L’une des rares personnes ayant cherché à défendre sa cause et ses droits, Lynn Tehini, ancienne conseillère au ministère de la Culture, se voit en effet poursuivie en justice pour diffamation.

Bassam Saba, un flûtiste hors pair qu’on avait fait venir des États-Unis pour diriger le prestigieux Conservatoire national, est mort endetté après avoir été privé durant deux ans de son salaire, son droit pourtant le plus basique. C’est après la nouvelle de son décès tragique que Lynn Tehini – qui suivait de près son dossier – a dénoncé dans un long post publié sur son compte Facebook tout un système laxiste doublé d’une administration déshumanisée et dysfonctionnelle dont a été victime Bassam Saba.

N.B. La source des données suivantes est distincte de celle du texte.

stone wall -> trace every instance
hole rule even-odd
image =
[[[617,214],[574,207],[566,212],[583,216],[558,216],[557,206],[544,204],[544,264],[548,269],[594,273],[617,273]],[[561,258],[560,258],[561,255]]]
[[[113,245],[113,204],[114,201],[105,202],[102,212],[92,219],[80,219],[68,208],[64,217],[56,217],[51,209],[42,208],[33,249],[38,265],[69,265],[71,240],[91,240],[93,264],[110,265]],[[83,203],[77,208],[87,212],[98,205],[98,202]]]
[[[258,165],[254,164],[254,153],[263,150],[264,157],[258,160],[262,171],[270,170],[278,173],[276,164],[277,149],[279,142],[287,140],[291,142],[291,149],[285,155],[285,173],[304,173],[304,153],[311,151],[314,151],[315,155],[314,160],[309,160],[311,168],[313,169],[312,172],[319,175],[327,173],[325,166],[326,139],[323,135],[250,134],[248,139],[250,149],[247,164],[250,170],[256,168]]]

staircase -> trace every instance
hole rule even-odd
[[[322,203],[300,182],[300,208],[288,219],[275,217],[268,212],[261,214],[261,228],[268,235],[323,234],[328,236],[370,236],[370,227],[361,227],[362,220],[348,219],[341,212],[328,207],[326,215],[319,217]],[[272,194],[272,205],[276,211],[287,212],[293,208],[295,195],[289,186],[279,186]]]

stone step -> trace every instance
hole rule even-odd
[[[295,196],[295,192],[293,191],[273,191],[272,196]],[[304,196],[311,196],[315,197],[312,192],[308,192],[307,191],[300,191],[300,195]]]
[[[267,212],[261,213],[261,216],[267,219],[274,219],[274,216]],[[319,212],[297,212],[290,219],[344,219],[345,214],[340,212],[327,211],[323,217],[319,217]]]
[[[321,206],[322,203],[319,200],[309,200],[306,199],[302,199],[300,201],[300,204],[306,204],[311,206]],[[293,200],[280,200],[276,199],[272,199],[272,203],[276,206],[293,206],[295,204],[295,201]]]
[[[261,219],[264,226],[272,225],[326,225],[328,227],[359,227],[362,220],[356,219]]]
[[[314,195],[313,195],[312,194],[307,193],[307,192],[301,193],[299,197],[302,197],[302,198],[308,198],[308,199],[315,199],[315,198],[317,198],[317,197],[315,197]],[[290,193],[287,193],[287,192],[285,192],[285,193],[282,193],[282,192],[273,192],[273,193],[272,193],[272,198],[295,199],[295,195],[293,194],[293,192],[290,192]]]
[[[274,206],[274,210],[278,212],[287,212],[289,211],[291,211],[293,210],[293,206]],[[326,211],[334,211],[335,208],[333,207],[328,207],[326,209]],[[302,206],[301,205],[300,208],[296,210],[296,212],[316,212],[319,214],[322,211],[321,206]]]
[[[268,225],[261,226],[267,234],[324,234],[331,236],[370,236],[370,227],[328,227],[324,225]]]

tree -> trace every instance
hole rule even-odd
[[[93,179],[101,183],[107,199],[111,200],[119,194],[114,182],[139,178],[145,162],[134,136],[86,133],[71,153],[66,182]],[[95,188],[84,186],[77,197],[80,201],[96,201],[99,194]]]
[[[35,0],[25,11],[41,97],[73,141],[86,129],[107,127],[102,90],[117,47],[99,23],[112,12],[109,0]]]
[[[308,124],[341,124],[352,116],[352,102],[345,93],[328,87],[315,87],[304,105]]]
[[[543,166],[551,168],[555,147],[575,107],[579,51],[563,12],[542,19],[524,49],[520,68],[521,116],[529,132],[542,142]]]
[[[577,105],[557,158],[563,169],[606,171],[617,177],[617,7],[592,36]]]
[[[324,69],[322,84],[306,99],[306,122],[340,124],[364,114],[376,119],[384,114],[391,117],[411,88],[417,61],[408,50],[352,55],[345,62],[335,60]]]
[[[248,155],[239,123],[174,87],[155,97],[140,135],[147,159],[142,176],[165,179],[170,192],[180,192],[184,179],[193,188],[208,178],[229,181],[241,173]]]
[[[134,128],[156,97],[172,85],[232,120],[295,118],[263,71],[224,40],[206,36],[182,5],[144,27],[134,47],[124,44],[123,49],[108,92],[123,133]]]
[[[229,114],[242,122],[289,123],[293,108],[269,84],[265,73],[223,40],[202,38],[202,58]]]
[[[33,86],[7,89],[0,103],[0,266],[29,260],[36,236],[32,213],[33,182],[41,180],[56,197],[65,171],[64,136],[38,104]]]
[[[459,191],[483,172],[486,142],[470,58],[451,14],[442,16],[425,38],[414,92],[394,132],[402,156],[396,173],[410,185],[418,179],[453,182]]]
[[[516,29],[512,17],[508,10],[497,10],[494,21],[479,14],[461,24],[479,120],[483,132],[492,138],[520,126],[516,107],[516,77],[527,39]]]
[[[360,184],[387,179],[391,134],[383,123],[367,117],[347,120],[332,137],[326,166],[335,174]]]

Bassam Saba, directeur général du Conservatoire national de musique du Liban. Photo tirée de la page Facebook du musicien


Mme Tehini avait ainsi évoqué sur les réseaux sociaux les multiples tergiversations du conseiller juridique au ministère de la Culture, le juge Walid Jaber, qu’elle s’était d’ailleurs abstenue de nommer, ainsi que d’autres administrateurs, leur faisant porter la responsabilité de cette injustice flagrante qui a assombri un peu plus les derniers jours du musicien, décédé en laissant derrière lui femme et enfants, sans le sou.

Pour mémoire

Pourquoi Bassam Saba n’a pas touché son salaire pendant deux ans

C’est ce même juge qui a engagé il y a quelques jours des poursuites contre Mme Tehini pour diffamation. En réaction, celle-ci a alerté hier l’opinion publique par la voie des réseaux sociaux en évoquant sa convocation, ce matin à 10h, au Bureau de lutte contre les crimes cybernétiques.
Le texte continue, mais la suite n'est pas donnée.